コリントはローマでも指折りの大都市でした。多くの交易船が往来する港を2つも抱えた要所であり、丘にそびえ立つアフロディティ神殿にはたくさんの神殿娼婦たちが集められていたと言います。裕福で欲望に満ちた町。まるで現代の日本を彷彿させる大都市コリントでした。
アテネでの宣教の後、挫折と不安のなかでやって来たパウロにとっては余りにも大きな町コリント。しかし挫けそうになる心を支えたのは他でもない御霊ご自身の言葉でした。「恐れないで、語り続けなさい。黙ってはいけない。わたしがあなたとともにいるのだ。だれもあなたを襲って、危害を加える者はない。この町には、わたしの民がたくさんいるから」(使徒18章9〜10節)。
彼は神の約束を頼りに宣教に励み、その結果、生み出されたのがこのコリント教会なのでした。パウロにとっては子どもの様に愛しいその教会が、今、様々な問題を抱え込み、健全な教えから離れようとしているのです。パウロは危機感を持って手紙をしたためます。それがこのコリント人への手紙第一というわけです。
コリントの教会の抱える問題は多岐に渡りますが、パウロがまず取り上げたのは教会内での分裂問題でした。コリント教会はそれぞれの教師の名を担ぎ上げて、派閥争いをしていました。愛し合い支え合うはずの教会が、自らの権利を主張することに躍起になって、けなし憎しみ合っていたのです。彼らの争点は、誰からバプテスマを受けたかということや、どちらが優れた智恵を有しているかといったことなどであったようです。言い換えると、自らの正しさを主張するための争いでした。自らの居場所を守ろうとするための争いと言ってもいいかもしれません。
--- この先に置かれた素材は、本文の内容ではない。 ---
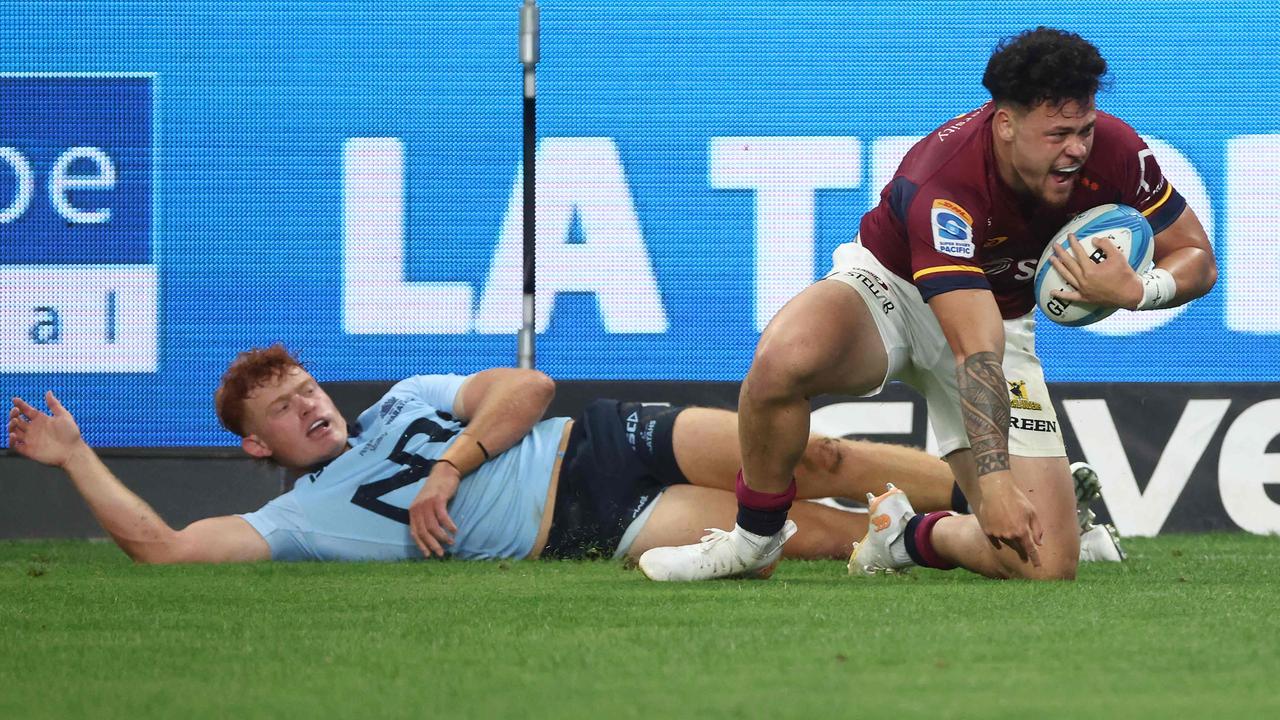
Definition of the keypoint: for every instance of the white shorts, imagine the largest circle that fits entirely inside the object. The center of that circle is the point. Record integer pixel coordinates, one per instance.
(919, 356)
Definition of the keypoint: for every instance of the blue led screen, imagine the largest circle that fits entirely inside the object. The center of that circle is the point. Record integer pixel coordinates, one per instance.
(183, 180)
このような場面は、私たちの日常で様々に見かけるものです。私たちは自分を守るために、自分の正しさを主張します。ときには言い争いになっても、私たちは自らの潔白を主張します。そして、私の味方は誰か、敵は誰かと選り分けるのです。争いは、自らの正しさを誇るがゆえに起こるのです。
これに対してパウロは「しかし神は、知恵ある者をはずかしめるために、この世の愚かな者を選び、強い者をはずかしめるために、この世の弱い者を選ばれたのです」(27節)と言います。パウロはここで、キリスト者とはどのような者であったかということを、改めて確認しているのです。私たちは神の前に、愚かな者でしかありません。とるに足りない者でしかありません。ただ憐れみにより御救いに与らせていただいた者にすぎません。私たちはこのことを、もう一度、覚えたいと思います。これこそが、争いのなかにあったコリント教会の、キリストにあって一つとなる秘訣だからです。そして私たちが一つとなる秘訣でもあります。
私たちはただ神の憐れみによって、キリストの知恵と義と聖めと贖いのゆえに、救われた罪人である。この事実こそが、私たちの違いを埋めるただ一つの秘訣なのです。